To non-technical people, the 80486 is a fast 80386DX with an on-board math co-processor and 8K of cache memory. It is not really a newer technology as such (only second generation), but better use is made of its facilities. For example, it takes fewer instruction cycles to do the same job, and is optimized to keep as many operations inside the chip as possible. The 386 pre-fetch unit was replaced by 8K of SRAM cache, and pipelining was replaced by burst mode, which works on the theory that most of the time spent getting data concerns its address. Burst allows a device to send large amounts of data in a short time without interruption. Pipelining on the 386 requires 2 clocks per transfer; only one is needed with 486 Burst Mode. Memory parity checks also take their own path at the same time as the data they relate to. The 486 has an on-board clock, and both edges of the square wave signal are used to calculate the clock signal, so the motherboard runs at the same speed as the CPU. In addition, the bus system uses a single pulse cycle.
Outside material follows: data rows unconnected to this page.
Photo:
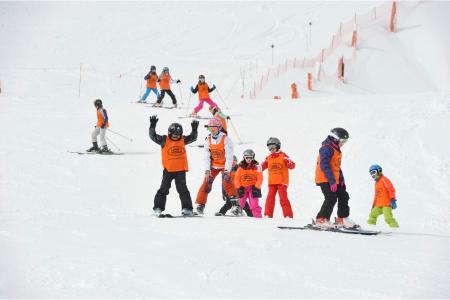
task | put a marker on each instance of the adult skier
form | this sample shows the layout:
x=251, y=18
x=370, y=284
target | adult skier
x=330, y=179
x=175, y=163
x=100, y=130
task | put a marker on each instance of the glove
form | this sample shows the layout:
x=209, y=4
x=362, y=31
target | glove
x=226, y=176
x=153, y=121
x=241, y=192
x=194, y=125
x=256, y=193
x=394, y=203
x=333, y=187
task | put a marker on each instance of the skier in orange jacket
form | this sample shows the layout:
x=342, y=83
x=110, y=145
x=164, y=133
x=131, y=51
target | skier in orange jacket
x=384, y=200
x=278, y=164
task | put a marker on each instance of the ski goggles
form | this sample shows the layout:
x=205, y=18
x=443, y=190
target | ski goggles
x=272, y=147
x=374, y=174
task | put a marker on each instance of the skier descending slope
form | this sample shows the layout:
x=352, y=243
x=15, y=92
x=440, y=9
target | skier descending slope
x=174, y=160
x=164, y=84
x=330, y=179
x=100, y=129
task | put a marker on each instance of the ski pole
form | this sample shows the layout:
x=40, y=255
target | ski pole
x=226, y=106
x=235, y=131
x=121, y=135
x=115, y=146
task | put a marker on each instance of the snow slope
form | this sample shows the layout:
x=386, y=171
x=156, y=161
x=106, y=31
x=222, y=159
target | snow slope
x=81, y=227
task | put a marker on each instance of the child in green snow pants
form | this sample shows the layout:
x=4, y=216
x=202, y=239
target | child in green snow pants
x=388, y=217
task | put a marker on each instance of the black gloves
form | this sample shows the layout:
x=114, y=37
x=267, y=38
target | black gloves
x=241, y=192
x=153, y=121
x=256, y=193
x=194, y=125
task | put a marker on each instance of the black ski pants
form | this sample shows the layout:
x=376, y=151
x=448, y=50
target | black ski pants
x=340, y=196
x=170, y=93
x=228, y=205
x=180, y=184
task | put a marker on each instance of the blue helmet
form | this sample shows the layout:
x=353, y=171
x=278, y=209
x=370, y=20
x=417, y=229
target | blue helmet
x=375, y=168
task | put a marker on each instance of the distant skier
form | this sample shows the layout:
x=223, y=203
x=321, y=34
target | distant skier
x=231, y=199
x=218, y=158
x=175, y=163
x=164, y=84
x=203, y=95
x=278, y=164
x=330, y=179
x=248, y=182
x=151, y=78
x=384, y=200
x=218, y=114
x=100, y=130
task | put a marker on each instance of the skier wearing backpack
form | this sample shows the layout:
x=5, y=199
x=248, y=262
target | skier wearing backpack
x=218, y=158
x=100, y=130
x=278, y=165
x=384, y=200
x=203, y=90
x=248, y=181
x=151, y=78
x=175, y=163
x=164, y=84
x=330, y=179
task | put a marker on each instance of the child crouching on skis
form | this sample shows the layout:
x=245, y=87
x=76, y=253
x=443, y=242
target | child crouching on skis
x=384, y=200
x=248, y=181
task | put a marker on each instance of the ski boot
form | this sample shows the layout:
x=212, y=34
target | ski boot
x=187, y=212
x=345, y=222
x=200, y=209
x=157, y=212
x=94, y=148
x=105, y=150
x=237, y=211
x=322, y=223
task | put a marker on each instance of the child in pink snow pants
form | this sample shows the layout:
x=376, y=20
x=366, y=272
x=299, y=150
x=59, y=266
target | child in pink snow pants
x=248, y=180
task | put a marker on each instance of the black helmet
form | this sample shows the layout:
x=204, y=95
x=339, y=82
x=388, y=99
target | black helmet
x=339, y=134
x=274, y=141
x=98, y=103
x=175, y=129
x=249, y=153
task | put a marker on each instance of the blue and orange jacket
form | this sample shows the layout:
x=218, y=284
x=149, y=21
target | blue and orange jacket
x=328, y=166
x=102, y=118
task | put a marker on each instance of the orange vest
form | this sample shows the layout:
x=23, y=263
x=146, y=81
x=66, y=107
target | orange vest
x=164, y=83
x=203, y=92
x=100, y=118
x=278, y=172
x=384, y=192
x=335, y=164
x=217, y=154
x=173, y=155
x=248, y=177
x=151, y=81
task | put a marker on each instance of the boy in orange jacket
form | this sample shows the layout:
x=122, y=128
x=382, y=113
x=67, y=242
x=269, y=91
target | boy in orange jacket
x=384, y=200
x=278, y=165
x=248, y=181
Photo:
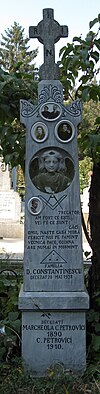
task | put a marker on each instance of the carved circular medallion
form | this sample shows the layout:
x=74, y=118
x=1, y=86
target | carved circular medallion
x=64, y=131
x=35, y=205
x=51, y=170
x=50, y=111
x=39, y=132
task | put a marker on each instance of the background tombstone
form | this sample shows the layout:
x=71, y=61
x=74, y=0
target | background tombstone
x=10, y=206
x=53, y=300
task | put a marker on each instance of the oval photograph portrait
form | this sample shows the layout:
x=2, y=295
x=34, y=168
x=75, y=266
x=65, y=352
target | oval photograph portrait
x=64, y=131
x=35, y=205
x=39, y=132
x=50, y=111
x=51, y=170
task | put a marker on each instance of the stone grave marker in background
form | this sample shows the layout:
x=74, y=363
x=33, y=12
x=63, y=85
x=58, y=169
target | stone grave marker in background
x=53, y=299
x=10, y=206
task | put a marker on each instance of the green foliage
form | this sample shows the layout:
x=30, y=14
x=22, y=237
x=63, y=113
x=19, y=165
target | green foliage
x=80, y=60
x=9, y=316
x=13, y=87
x=14, y=51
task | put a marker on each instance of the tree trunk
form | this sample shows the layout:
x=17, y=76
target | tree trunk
x=94, y=218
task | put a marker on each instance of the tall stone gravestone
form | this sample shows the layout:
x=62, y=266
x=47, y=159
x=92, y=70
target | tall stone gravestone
x=53, y=299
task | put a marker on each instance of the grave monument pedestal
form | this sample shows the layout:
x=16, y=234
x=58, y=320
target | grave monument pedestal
x=53, y=299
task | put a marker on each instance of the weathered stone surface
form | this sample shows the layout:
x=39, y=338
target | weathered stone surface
x=53, y=300
x=53, y=244
x=48, y=32
x=53, y=337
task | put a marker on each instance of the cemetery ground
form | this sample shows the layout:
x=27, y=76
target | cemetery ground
x=13, y=376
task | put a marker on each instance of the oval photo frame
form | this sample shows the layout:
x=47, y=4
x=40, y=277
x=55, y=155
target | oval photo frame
x=50, y=111
x=35, y=206
x=64, y=131
x=39, y=132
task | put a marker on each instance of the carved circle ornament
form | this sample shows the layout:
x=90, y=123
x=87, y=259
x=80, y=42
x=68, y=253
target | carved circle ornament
x=64, y=131
x=50, y=111
x=39, y=132
x=51, y=170
x=35, y=206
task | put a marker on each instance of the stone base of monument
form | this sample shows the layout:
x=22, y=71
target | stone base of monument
x=53, y=330
x=11, y=229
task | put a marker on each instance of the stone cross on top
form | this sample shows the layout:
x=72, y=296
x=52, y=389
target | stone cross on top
x=48, y=31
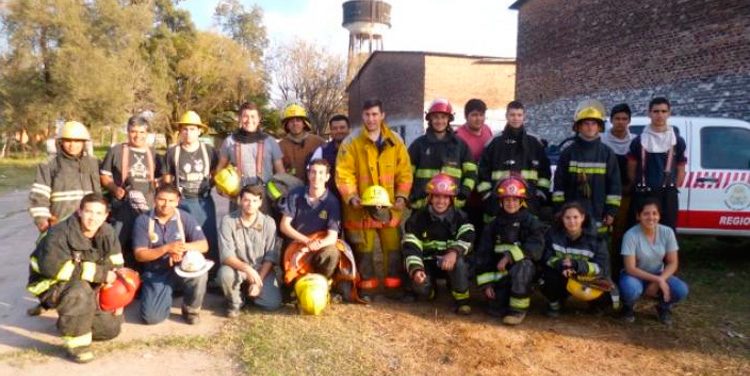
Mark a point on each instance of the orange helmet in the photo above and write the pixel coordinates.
(121, 292)
(512, 186)
(442, 184)
(440, 105)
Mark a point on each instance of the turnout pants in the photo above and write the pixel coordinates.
(363, 242)
(513, 291)
(80, 321)
(458, 280)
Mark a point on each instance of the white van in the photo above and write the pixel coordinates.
(715, 197)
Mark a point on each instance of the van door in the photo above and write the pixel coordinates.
(718, 180)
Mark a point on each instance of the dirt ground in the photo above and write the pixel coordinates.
(383, 338)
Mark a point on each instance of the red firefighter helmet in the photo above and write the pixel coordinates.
(442, 184)
(512, 186)
(121, 292)
(440, 105)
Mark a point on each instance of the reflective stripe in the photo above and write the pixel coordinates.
(469, 183)
(466, 227)
(34, 264)
(453, 172)
(40, 212)
(460, 295)
(88, 271)
(484, 186)
(411, 238)
(425, 173)
(558, 197)
(66, 271)
(573, 251)
(520, 303)
(80, 341)
(41, 286)
(413, 261)
(488, 277)
(469, 166)
(41, 189)
(499, 174)
(613, 200)
(116, 259)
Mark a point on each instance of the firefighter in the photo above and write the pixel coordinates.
(375, 156)
(575, 261)
(587, 171)
(515, 151)
(437, 239)
(67, 267)
(440, 151)
(128, 172)
(510, 246)
(255, 154)
(188, 165)
(298, 144)
(64, 179)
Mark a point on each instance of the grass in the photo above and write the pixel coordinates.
(17, 173)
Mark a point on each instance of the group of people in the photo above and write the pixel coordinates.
(306, 216)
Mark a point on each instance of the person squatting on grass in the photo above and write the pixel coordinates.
(649, 251)
(508, 250)
(437, 239)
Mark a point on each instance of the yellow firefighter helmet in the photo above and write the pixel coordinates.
(73, 130)
(228, 181)
(590, 109)
(312, 293)
(582, 291)
(376, 195)
(191, 118)
(295, 111)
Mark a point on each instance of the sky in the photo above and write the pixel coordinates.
(472, 27)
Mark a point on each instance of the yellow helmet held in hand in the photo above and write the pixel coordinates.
(73, 130)
(312, 293)
(582, 291)
(227, 181)
(293, 111)
(590, 109)
(376, 195)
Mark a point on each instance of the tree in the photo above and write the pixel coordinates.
(307, 74)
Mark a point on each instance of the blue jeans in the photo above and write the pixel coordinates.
(156, 294)
(631, 289)
(203, 210)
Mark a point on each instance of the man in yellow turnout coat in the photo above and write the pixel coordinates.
(374, 156)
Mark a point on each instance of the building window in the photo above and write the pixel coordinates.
(725, 148)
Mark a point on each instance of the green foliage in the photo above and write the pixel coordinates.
(102, 61)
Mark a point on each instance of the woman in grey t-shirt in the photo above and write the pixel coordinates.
(649, 252)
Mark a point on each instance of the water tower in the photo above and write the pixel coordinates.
(366, 21)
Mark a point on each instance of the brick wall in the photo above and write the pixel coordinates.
(696, 52)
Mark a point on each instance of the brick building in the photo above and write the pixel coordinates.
(695, 52)
(407, 82)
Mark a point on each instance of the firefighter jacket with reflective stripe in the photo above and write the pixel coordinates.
(519, 235)
(514, 151)
(65, 254)
(588, 253)
(362, 163)
(427, 236)
(587, 172)
(60, 184)
(450, 155)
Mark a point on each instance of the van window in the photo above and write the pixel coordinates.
(725, 148)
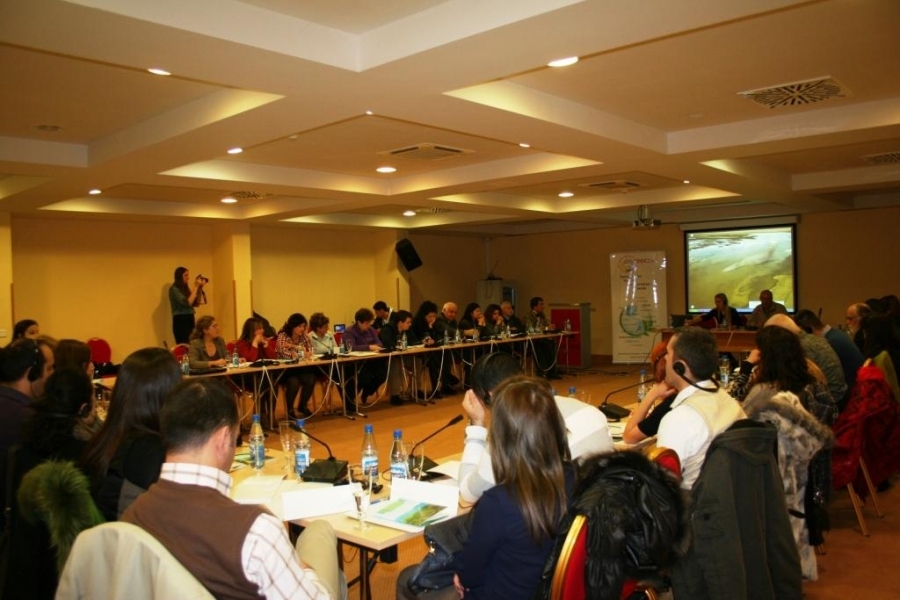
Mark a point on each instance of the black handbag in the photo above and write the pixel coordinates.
(445, 540)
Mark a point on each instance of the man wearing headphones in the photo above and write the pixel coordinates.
(588, 432)
(701, 410)
(24, 367)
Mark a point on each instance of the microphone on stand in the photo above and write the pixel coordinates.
(614, 412)
(427, 463)
(330, 470)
Generally speaking, at the same clock speed, a 486 will deliver between 2-3 times the performance of a 386.

The 80486SX

The 486SX is as above, but with the math co-processor facility disabled, therefore you should find no significant difference between it and a 386; a 386/40 is broadly equivalent to a 486/25.

Clock Doubling

The DX/" chip runs at double speed of the original, but it is not the same as having a proper high speed motherboard because the bus will still be running at the normal speed. Unfortunately, high speed motherboards are more expensive because of having to design out RF emissions, and the like.
Actual performance depends on how many accesses are satisfied from the chip's cache, which is how the CPU is kept busy, rather than waiting for the rest of the machine. If the CPU has to go outside the cache, effective speed is the same as the motherboard or, more properly, the relevant bus (memory or data), so best performance is obtained when all the CPU's needs are satisfied from inside itself. However, performance is still good if it has to use cache, as the hit rate is around 90%. The DX4 has a larger cache (16K) to cope with the higher speed.

The Pentium

Essentially two 486s in parallel (or rather an SX and a DX), so more instructions are processed at the same time; typically two at once. This, however, depends on whether software can take advantage of it, and get the timing of the binary code just right. It has separate 8K caches, for instructions and data, split into banks which can be accessed alternately. It has a 64-bit bus, to cope with 2 32-bit chips.

The Pentium Pro

This is a RISC chip with a 486 hardware emulator on it. Several techniques are used by this chip to produce more performance than its predecessors; speed is achieved by dividing processing into more stages, and more work is done within each clock cycle; three instructions can be decoded in each one, as opposed to two for the Pentium.
In additions, instruction decoding and execution are decoupled, which means that instructions can still be executed if one pipeline stops (such as when one instruction is waiting for data from memory; the Pentium would stop all processing at this point). Instructions are sometimes executed out of order, that is, not necessarily as written down in the program, but rather when information is available, although they won't be much out of sequence; just enough to make things run smoother.
It has a 8K cache for programs and data, but it will be a two chip set, with the processor and a 256K L2 cache in the same package. It is optimized for 32-bit code, so will run 16-bit code no faster than a Pentium.

Summing up

In principle, the faster the CPU the better, but only if your applications do a lot of logical operations and calculation (where the work is centered around the chip) rather than writing to disk. For example, when a typical word processing task, replacing a 16 MHz 386 with a 33 MHz one (doubling the speed) will only get you something like a 5-10% increase in practical performance, regardless of what the benchmarks might say. It is often a better idea to spend money on a faster hard disk.
Also, with only 8 Mb RAM in your computer, you won't see much performance increase from a DX2/66 until you get a Pentium 90 (none at all between a DX4/100 and a Pentium 75). With Windows, this is because the hard disk is used a lot for virtual memory (swap files), which means more activity over the data bus. Since motherboards below the 90 run at 33Mhz (only the chips run faster), the bottleneck is the disk I/O, running at much the same speed on them all. This is especially true if you use Programmed I/O (PIO), where the CPU must scrutinize every bit to and from the hard drive (although Multi-sector I/O or EIDE will improve things). As the Pentium 90's motherboard runs faster (66 MHz), the I/O can proceed at a much faster pace, and performance will more than double (a more sophisticated chipset helps).
With 16 Mb, on the other hand, performance will be almost double anyway, regardless of the processor, because the need to go to the hard disk is so much reduced, and the processor can make a contribution to performance. The biggest jump is from a DX2/66 to a DX/4, with the curve flattening out progressively up to the Pentium 90.
Processor MB Speed Bus Speed
P60 60 30
P66 66 33
P75 50 25
P90 60 30
P100 66 33
P120 60 30
P133 66 33